La société Grass a déposé un contredit de compétence le 21 mars 2013 auprès du greffe du tribunal de commerce, parvenu à la cour le 25 mars suivant. Les parties ont été convoquées par lettre recommandée avec accusé de réception à l'audience du 21 mai 2013.
Entre-temps, par jugement du 10 avril 2013, le redressement judiciaire de la société Arena a été converti en liquidation judiciaire et la Selarl Sarthe mandataire prise en la personne de Me Boudevin a été désignée en qualité de mandataire liquidateur à cette liquidation judiciaire.

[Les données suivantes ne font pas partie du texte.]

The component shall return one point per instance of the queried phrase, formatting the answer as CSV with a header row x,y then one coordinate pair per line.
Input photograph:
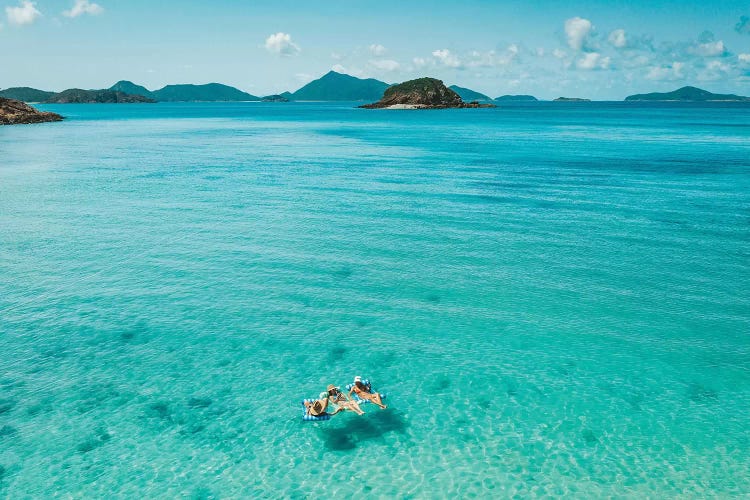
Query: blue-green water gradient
x,y
556,298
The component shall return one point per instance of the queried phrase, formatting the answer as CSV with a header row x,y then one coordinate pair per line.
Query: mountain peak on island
x,y
688,93
128,87
422,93
209,92
334,86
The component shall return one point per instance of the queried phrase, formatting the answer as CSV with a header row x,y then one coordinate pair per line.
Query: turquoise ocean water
x,y
555,297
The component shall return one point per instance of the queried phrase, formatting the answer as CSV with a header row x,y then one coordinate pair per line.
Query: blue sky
x,y
596,49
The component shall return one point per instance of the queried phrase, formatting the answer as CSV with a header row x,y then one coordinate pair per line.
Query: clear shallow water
x,y
555,297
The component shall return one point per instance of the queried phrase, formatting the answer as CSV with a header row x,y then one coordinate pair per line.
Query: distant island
x,y
422,93
468,94
332,86
79,96
13,112
274,98
516,98
26,94
335,86
209,92
690,94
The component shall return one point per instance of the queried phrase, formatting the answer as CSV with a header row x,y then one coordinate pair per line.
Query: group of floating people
x,y
340,401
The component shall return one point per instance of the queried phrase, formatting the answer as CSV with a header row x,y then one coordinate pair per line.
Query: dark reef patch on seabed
x,y
91,443
8,431
6,405
369,427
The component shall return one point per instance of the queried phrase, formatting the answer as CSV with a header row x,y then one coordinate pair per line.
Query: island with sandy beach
x,y
13,112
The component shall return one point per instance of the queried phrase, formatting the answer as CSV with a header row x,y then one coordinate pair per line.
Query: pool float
x,y
360,400
312,418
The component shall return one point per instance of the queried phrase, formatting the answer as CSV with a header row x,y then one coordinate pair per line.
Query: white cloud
x,y
636,61
710,49
384,64
743,27
377,50
592,60
618,38
446,58
577,30
672,71
84,7
492,58
714,70
281,44
25,13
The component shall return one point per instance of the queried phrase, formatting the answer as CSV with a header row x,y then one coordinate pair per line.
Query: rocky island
x,y
14,112
422,93
516,98
274,98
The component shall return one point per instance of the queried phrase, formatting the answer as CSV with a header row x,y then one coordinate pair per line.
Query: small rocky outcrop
x,y
274,98
14,112
422,93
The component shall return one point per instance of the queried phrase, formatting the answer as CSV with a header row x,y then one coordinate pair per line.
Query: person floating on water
x,y
342,401
364,392
319,407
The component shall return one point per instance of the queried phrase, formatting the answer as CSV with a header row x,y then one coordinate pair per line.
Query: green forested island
x,y
693,94
13,112
335,86
468,94
422,93
332,86
80,96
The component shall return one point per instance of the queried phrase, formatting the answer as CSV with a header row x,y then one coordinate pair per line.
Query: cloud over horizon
x,y
281,44
25,13
82,7
577,30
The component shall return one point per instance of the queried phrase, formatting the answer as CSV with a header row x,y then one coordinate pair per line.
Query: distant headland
x,y
422,93
13,112
571,99
688,94
332,86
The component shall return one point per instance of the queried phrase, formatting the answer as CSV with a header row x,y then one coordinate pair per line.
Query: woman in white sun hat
x,y
365,392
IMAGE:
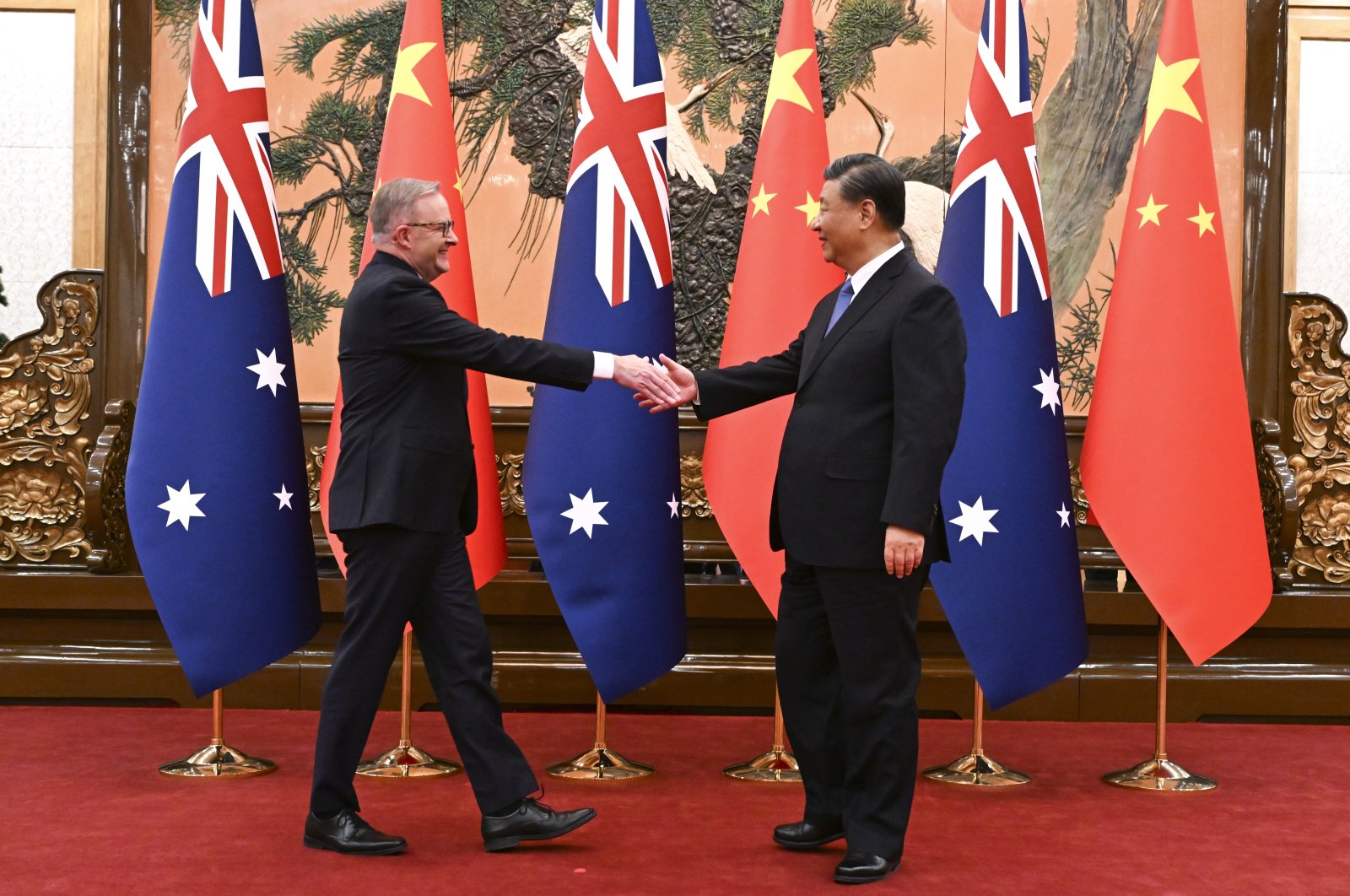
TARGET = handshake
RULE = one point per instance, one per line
(658, 386)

Par arrêt du 2 juillet 2013, notre cour, relevant qu'en écartant la clause d'electio juris en faveur de la loi autrichienne le tribunal avait statué au fond, a déclaré irrecevable le contredit formé par la société Grass, dit que le recours devait être exercé par la voie de l'appel, constaté que la cour demeurait saisie de ce chef, l'affaire étant instruite et jugée selon les règles applicables à l'appel formé contre les jugements, invité la société Grass à faire acte de constitution dans le mois de l'avis qui lui serait donné par le greffe sous peine d'entendre déclarer d'office son appel irrecevable, dit n'y avoir lieu à l'application de l'article 700 du Code de procédure civile et réservé les dépens.
Les parties ont constitué avocat et ont conclu.
Une ordonnance rendue le 15 janvier 2014 a clôturé la procédure.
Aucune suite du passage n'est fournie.